The EP flows like a fever dream through different rooms of the same twisted house. “Chasing The Blue” sets the tone with seven minutes of psychedelic buildup, Dickson’s vocals shifting from David Byrne-style nervousness to full-throated howls while guitar work spans from jangly indie to angular post-punk, sometimes within the same measure. From there, the record never settles into comfortable territory. “Humdrum” brings scatty nervousness that recalls early Cure, all twitchy rhythms and paranoid energy. At the same time, the title track strips everything back before “Insect” tears it all apart with lo-fi metal that morphs into melodic indie rock.
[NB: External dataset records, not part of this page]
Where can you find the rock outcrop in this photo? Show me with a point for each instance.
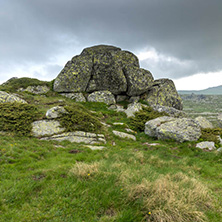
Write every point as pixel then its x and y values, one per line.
pixel 108 68
pixel 6 97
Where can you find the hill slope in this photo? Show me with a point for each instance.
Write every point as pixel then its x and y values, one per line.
pixel 217 90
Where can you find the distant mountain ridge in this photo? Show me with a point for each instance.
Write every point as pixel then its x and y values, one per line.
pixel 217 90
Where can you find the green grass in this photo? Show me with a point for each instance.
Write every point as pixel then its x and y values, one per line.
pixel 128 181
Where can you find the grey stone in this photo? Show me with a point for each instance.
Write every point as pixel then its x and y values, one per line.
pixel 55 112
pixel 164 93
pixel 138 80
pixel 6 97
pixel 78 137
pixel 206 145
pixel 124 135
pixel 46 127
pixel 102 96
pixel 77 97
pixel 132 108
pixel 170 128
pixel 35 89
pixel 203 122
pixel 134 99
pixel 151 126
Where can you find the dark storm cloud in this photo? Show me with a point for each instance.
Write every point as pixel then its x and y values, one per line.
pixel 189 31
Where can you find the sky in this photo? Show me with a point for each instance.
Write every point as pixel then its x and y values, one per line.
pixel 176 39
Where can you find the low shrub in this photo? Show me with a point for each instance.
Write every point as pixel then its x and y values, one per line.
pixel 17 117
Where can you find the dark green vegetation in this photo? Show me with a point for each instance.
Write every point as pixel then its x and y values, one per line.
pixel 147 113
pixel 203 105
pixel 79 118
pixel 128 181
pixel 14 84
pixel 17 118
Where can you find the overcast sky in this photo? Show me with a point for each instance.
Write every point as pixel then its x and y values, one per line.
pixel 176 39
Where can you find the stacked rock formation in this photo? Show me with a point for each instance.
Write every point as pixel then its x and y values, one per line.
pixel 117 73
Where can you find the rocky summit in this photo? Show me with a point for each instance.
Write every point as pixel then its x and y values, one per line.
pixel 108 68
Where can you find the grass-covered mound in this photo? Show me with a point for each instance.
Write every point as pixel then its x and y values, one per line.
pixel 17 118
pixel 79 118
pixel 12 85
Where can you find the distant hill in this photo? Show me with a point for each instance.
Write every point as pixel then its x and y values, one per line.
pixel 209 91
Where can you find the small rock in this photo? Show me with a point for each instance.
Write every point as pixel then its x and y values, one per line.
pixel 95 147
pixel 124 135
pixel 206 145
pixel 203 122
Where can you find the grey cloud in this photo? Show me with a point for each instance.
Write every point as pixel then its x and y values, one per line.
pixel 188 30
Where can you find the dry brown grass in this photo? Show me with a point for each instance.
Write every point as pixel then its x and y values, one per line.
pixel 176 198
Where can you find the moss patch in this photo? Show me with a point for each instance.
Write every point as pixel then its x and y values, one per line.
pixel 79 118
pixel 141 117
pixel 14 84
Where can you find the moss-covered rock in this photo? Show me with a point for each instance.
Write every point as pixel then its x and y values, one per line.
pixel 164 93
pixel 75 75
pixel 6 97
What emerges is a portrait of restless creativity that traditional song structures can’t contain. Dickson’s voice becomes an instrument of tension throughout, stretching and contorting around the music rather than simply riding on top of it. The controlled stops and explosive releases show his understanding of dynamics – essential for making experimental music that connects. “Shakedown” delivers pure punk explosion before “Homecoming Queen” flips into campy doo-wop glam that recalls peak-era Bowie filtered through modern anxiety, Dickson’s falsetto acrobatics swinging between quiet and loud like a sledgehammer.
The journey concludes with “Drifting,” which stretches past seven minutes and pulls one of the year’s best fake-outs – building to what sounds like an ending around the two-minute mark before launching into five more minutes of instrumental exploration. It could feel gimmicky, but instead feels earned, like Dickson genuinely couldn’t contain all his ideas in a standard song structure.
What makes “Spill” work isn’t just Dickson’s obvious talent – though his vocal range and guitar skills are impressive – but his understanding of how to balance theatre with authenticity. The music is deliberately dramatic without feeling forced, experimental without losing its emotional core. It’s the sound of someone who’s absorbed influences from Bowie to Barrett to modern post-punk and filtered them through their restless energy.